You never know where Armenian ingredients will turn up

We took a few unexpected twists and turns on our Northern drive this summer, including an unplanned visit with our friends David and Jane Kinney at their getaway home in the Blue Ridge Mountains of Virginia.

The setting is just slightly past gorgeous: nearly 30 acres sprawling across a tree-covered slope where deer and the occasional bear sip from the spring-fed pond out back.

I love mountains — pretty much all mountains. So even as we made our way along the winding roads to meet them, I began musing aloud about how I’d love to live in a place like that.

Robyn, of course, responded in typical fashion: “I can’t live in a place where you can’t buy bulgur.”

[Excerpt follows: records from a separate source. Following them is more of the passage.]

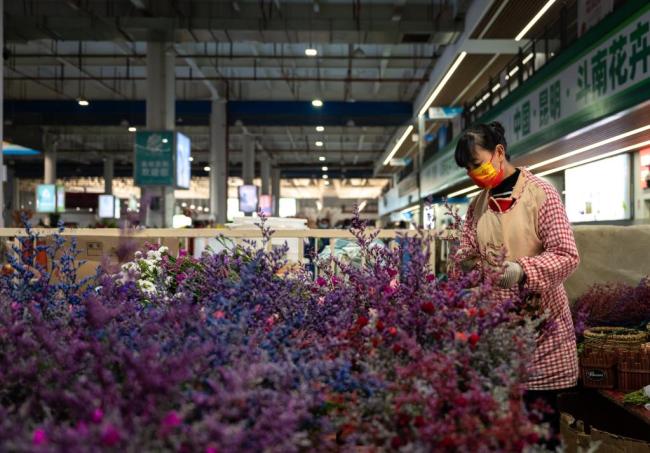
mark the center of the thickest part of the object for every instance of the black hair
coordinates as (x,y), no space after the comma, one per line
(487,136)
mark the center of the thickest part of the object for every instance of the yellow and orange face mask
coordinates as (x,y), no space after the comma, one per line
(486,176)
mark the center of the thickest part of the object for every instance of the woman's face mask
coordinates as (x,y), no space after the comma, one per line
(486,176)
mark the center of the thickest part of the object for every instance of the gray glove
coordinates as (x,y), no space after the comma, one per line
(512,275)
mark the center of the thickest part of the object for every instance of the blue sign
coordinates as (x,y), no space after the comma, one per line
(46,198)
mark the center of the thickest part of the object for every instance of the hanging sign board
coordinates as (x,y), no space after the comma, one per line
(154,158)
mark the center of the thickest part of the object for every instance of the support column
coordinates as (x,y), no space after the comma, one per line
(219,162)
(2,46)
(265,170)
(248,159)
(275,190)
(161,115)
(109,170)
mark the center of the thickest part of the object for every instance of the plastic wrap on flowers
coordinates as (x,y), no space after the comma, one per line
(222,354)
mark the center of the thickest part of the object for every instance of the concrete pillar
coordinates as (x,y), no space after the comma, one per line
(2,46)
(248,159)
(265,170)
(161,115)
(49,164)
(275,190)
(219,162)
(109,170)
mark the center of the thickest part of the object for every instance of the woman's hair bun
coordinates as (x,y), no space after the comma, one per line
(498,128)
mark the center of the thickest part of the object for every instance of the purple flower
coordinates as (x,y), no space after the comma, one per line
(97,415)
(39,437)
(110,436)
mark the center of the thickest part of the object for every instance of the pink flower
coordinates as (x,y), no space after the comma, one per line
(97,416)
(39,437)
(110,436)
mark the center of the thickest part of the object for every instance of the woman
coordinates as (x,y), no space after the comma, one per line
(522,216)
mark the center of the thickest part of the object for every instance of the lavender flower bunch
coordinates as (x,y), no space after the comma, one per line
(224,354)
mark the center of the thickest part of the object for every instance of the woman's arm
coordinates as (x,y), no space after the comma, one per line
(560,257)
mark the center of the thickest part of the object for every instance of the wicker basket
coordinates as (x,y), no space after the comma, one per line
(598,369)
(633,370)
(614,338)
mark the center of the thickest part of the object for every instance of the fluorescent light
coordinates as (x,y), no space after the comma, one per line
(590,147)
(442,83)
(595,158)
(462,192)
(534,20)
(398,144)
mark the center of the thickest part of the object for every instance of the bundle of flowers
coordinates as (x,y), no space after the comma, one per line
(221,354)
(613,304)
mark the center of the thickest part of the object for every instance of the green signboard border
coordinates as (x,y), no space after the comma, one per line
(600,109)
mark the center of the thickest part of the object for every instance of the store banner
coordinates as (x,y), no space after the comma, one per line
(615,64)
(590,12)
(154,158)
(585,87)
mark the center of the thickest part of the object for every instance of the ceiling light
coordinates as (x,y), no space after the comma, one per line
(590,147)
(595,158)
(534,20)
(442,83)
(398,144)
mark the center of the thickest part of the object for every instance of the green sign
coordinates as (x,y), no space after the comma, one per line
(154,158)
(592,80)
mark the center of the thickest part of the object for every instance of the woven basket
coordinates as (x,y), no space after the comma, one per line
(614,338)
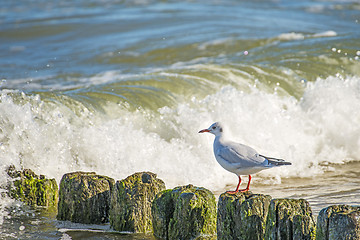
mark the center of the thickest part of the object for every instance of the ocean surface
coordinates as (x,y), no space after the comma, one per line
(118,87)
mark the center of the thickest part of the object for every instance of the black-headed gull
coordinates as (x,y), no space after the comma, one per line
(238,158)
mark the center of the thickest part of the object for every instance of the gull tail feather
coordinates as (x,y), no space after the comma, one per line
(276,161)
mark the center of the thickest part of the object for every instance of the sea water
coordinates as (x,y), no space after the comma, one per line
(118,87)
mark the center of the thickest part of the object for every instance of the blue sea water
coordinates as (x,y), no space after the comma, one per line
(118,87)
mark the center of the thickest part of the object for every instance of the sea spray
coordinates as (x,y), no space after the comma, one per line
(52,140)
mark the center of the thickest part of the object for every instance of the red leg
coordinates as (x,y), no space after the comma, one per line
(237,188)
(248,186)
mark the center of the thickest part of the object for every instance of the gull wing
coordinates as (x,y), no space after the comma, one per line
(240,155)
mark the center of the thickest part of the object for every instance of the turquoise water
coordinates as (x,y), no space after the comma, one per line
(118,87)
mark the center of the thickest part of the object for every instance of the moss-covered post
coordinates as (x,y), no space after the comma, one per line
(131,202)
(32,189)
(338,222)
(290,219)
(84,197)
(242,216)
(185,212)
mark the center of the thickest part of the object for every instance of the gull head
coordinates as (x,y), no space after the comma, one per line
(215,129)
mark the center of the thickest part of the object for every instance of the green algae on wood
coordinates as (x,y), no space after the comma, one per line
(290,219)
(338,222)
(185,212)
(242,215)
(32,189)
(84,197)
(131,202)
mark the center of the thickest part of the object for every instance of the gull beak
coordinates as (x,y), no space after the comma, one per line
(204,130)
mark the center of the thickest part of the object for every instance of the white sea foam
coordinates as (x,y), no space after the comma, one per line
(301,36)
(321,127)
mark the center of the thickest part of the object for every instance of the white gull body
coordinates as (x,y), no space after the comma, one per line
(238,158)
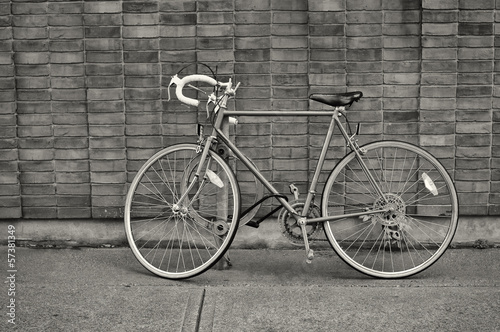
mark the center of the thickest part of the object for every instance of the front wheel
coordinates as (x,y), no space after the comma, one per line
(179,224)
(420,203)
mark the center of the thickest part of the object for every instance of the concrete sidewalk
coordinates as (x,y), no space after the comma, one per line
(87,289)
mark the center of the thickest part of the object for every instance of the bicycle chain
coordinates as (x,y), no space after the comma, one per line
(291,230)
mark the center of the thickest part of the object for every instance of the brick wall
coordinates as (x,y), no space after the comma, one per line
(83,89)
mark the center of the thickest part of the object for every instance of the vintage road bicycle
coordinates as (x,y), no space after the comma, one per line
(389,209)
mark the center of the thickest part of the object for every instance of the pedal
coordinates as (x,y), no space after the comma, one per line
(253,224)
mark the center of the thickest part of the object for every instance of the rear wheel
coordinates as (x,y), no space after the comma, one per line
(178,225)
(421,210)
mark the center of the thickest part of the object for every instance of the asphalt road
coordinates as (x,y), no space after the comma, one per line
(89,289)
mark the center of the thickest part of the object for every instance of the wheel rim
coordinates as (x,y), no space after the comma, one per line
(180,239)
(420,218)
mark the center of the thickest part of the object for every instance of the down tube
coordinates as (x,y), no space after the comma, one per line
(255,171)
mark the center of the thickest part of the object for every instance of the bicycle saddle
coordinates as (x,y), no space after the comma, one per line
(338,99)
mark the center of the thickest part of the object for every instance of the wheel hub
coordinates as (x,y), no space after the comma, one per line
(395,207)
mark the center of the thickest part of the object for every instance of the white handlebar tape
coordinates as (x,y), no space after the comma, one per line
(188,79)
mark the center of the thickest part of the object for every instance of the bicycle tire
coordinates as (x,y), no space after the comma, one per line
(417,230)
(178,241)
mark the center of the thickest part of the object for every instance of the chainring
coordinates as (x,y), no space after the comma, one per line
(291,230)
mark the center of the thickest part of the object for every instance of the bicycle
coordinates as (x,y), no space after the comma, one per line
(389,209)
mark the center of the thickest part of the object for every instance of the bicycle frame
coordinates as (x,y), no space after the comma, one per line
(335,114)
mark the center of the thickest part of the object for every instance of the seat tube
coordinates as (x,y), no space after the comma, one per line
(319,166)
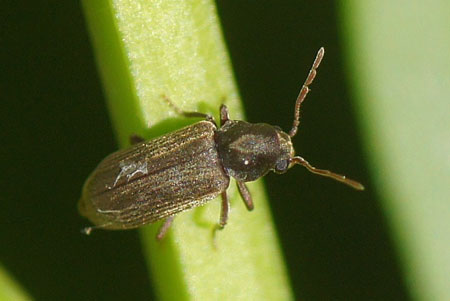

This seemed like an irrefutable objection.  It’s hard enough to buy any sort of food in rural Floyd County, VA, as we learned when we volunteered to make a grocery run and kept winding our way down one mountainside and up the next. It turned out to be a 36-mile round-trip to the supermarket!

But…when we got stuck behind a slow-climbing lumber truck, we pulled off the road at a vegetable-stand/bakery. The first clue that we were in a special place was the sign by the vegetables advising customers to help themselves and take their own change out of the coffee can!

The inside store turned out to be a real marvel, too, full of fresh-baked pies and breads and locally made cheeses — as well as a vast selection of dried fruits, nuts and grains.

On a whim, we squinted our way down the aisles toward the back of the store — and, there it was: Bulgur!

It wasn’t quite enough to sell Robyn on the idea of life on a Virginia mountaintop, but it sure was fun to see another sign of changing times and tastes in America.